Polling to Death

NatPost reports the Tories are on the verge of winning a majority government. It's a good headline but that's all it's good for.

Darrel Bricker should be saluted, not for telling the truth, but for managing to spin the poll into a headline for the National Post. So many people really don't know how to read polls, don't know the basics of statistics, and are easily drawn to the wrong conclusions. Especially if Pollsters feed those perceptions.

This poll had a survey size of 2000. This should produce a confidence interval of somewhere between 2-3%. All a confidence interval means is that if that same poll was redone 100 times, 95 times out of 100 the numbers would be within 2-3% of the first poll you did. That is what they call a 95% Confidence Interval and is an industry standard. Now depending on the question you ask, the time of day you ask it and a host of other factors the accuracy of your poll can be affected. Merely by asking a different question you can get significantly different results.

This poll has a national confidence interval of 2-3%. However what determines if the Tories are within majority territory are the numbers in Ontario. The numbers in Ontario are based on about a 1/3rd of the survey size. That means a confidence interval of about 5%. The numbers given for Ontario was 40% for the Tories, and 35% for the Whigs. The intervals between Tory and Liberal support overlap. That is usually a pretty good indication that there is a high statically possibility that those two proportions could be equal. In other words: the Tories and the Liberals might actually be tied in Ontario. In fact other polls coming out lately have shown much closer numbers for Ontario would you believe.

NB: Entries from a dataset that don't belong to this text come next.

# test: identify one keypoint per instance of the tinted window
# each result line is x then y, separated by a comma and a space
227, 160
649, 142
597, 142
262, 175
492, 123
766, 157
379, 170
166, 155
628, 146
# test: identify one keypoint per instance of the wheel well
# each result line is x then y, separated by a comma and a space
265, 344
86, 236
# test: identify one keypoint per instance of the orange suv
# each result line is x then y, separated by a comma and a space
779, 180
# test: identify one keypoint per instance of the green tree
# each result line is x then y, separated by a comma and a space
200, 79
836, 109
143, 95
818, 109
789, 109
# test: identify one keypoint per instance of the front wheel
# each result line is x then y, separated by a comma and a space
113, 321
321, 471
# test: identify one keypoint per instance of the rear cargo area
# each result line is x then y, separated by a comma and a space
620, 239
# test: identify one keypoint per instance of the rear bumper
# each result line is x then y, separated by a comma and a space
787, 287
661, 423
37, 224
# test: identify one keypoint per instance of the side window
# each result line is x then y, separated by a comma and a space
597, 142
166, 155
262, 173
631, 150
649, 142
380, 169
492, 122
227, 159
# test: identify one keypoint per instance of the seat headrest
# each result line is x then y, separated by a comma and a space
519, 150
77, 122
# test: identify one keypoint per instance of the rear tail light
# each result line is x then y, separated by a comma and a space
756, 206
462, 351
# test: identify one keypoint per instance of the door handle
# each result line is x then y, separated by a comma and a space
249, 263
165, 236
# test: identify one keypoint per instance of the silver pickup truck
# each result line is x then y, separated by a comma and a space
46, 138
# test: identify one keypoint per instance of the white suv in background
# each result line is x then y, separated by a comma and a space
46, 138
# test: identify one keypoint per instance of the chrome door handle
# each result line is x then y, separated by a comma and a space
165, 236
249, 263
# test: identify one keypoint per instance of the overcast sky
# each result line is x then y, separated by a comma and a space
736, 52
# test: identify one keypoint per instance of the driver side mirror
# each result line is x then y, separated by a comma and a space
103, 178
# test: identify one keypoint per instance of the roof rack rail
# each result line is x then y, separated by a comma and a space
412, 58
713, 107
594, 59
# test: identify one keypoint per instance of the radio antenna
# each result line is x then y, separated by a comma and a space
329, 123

So seeing this Darrel Bricker, if he wanted to be statically sound, would have said nothing of the sort that he did. He could have said there is a slight possibility of a Tory majority. If he wanted to say more he should have done a poll just of Ontario - because as most agree a difference of 5% could make a majority or minority at this point. But coming to conclusions like this one - no matter how satisfying to myself personally - makes no sense.

I would feel dishonest if I said nothing about it.